But Pam’s condition deteriorated quickly. Each time Heather came to the house for a meeting, Pam’s eyes were a little duller. She was more confused. Slower to understand. Stephen and Pam had planned to stay in the house during the renovation, but the more Pam started wandering, the more they realised how dangerous this could be. After a few months, Stephen and Pam decided to find a rental property a few streets away, and Heather started seeing Stephen at the house alone for meetings. It was during one of these meetings that Heather arrived at the house to find Stephen balancing on the wooden frame of what would soon be the new oak floorboards of their kitchen, his face wet with tears.
‘I’m sorry,’ she said. ‘Do you want me to come back?’
‘No,’ he said. ‘Come in.’
‘Are you sure?’
He nodded, and she crossed the floor from beam to beam, coming to a stop at the beam beside his. ‘Are you okay?’
He smiled. ‘When my patients ask, Am I going to be okay? I never know what to say. In the odd case I can say, Yes, after the surgery you will be as good as new. But in most cases I can’t say that. I have to give them a long answer, like, We hope that your heart will work as it should for some time to come, but we don’t know how long that will be. And the life that you have known up until now will likely never be the same. There will be daily medication, treatment, lifestyle amendments. As for whether I’m okay, that’s complicated too. I’m already feeling better after having a good cry. But Pam is going to get consistently worse and then she’ll die. We don’t know when that will be, or how it will happen. We’ll never have her the way we used to have her.’ His face tensed with the effort, it seemed, of holding back tears. ‘We made the decision today to move Pam to a nursing home sooner rather than later. Which means she won’t even get to enjoy this bloody renovation, which was all for her.’
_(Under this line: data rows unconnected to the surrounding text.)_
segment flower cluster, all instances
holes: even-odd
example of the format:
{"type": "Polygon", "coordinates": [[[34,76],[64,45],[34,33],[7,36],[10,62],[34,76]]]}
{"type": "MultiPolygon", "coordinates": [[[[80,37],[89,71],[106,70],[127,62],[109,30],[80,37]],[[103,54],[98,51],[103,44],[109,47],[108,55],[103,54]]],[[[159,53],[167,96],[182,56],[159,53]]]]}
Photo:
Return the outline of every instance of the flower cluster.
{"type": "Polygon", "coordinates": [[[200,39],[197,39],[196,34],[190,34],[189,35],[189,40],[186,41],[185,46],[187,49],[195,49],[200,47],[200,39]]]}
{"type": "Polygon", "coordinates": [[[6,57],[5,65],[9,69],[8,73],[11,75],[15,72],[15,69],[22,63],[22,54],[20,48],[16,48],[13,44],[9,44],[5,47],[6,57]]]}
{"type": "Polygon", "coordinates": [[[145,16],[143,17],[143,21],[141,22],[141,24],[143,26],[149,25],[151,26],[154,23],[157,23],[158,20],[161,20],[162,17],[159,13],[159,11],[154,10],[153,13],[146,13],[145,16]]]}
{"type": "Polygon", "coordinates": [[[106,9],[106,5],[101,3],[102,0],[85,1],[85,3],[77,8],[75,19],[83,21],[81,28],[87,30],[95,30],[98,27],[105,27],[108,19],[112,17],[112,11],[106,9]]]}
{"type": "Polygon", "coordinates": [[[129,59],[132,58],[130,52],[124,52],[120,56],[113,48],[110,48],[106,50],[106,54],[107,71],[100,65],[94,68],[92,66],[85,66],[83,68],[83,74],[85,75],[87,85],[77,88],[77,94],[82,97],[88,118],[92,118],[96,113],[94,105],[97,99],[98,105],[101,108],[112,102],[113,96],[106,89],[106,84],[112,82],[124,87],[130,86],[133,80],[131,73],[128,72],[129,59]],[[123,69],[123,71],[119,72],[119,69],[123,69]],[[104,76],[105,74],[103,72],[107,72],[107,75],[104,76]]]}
Now he did cry, in earnest. His face became mangled, and the tears began to flow. It was a powerful thing, Heather thought, watching a man cry while discussing his feelings so eloquently. Unfortunately, she didn’t share his eloquence. Finding herself without words, she did something totally out of character. She stepped across to his plank of wood, and put her arms around him. As Stephen leaned into her, they overbalanced, landing heavily on the beam below them.
‘Oh God,’ Stephen exclaimed. ‘Are you hurt?’
‘No! I’m fine. I mean . . . I think I’m fine.’
‘Did you hit your head?’
‘No.’ She had banged her side quite badly, and she would later find a bruise, but she definitely had not hit her head.
‘Are you certain you didn’t hit your head?’ Stephen repeated, surveying her with a doctorly gaze.
‘I’m certain. But . . . oh no! You’re bleeding.’
The elbow of his white business shirt was soaked through with blood. ‘Just a graze,’ he said. ‘But if you are hurt, please tell me and I’ll take you to the hospital.’
‘I’m fine. Really. But I have bandaids in my car. Come and let me fix up your elbow.’
They finished their meeting in Heather’s car that day. And, after that interaction, things were a bit different between them. At each meeting Heather asked how Pam was, and Stephen would answer honestly, if sadly. When Heather gently probed as to whether Stephen would like to take another look at the plans – as Pam was unlikely to spend much time in the house, it was still possible to change the style to something more to his personal taste – he agreed this wasn’t a bad idea.
‘You know, you’re right. No point mourning my wife in a house that I hate.’
A not-unpleasant side effect of this was that the late changes required several more meetings. Some of these meetings happened in the hospital cafeteria. A couple of times they met at funny little shops that sold specialist taps or hardware. On one such occasion, a salesperson confused Heather and Stephen for husband and wife. As Heather hurriedly opened her mouth to correct them, Stephen chimed in, ‘Yes, you’re right. Happy wife, happy life.’ And he threw her a wink.
Slowly, a closeness grew between them. It was never romantic – at least, not from Stephen’s point of view, as far as Heather could tell. But he had a charming way of letting his guard down around her. Usually it was when he was talking about Pam, and the latest challenge. He was always respectful, never revealing anything that could be seen as humiliating her. That, combined with stories about lives he’d saved (always prised from him, he was very humble) meant Heather was soon ruined for all other men.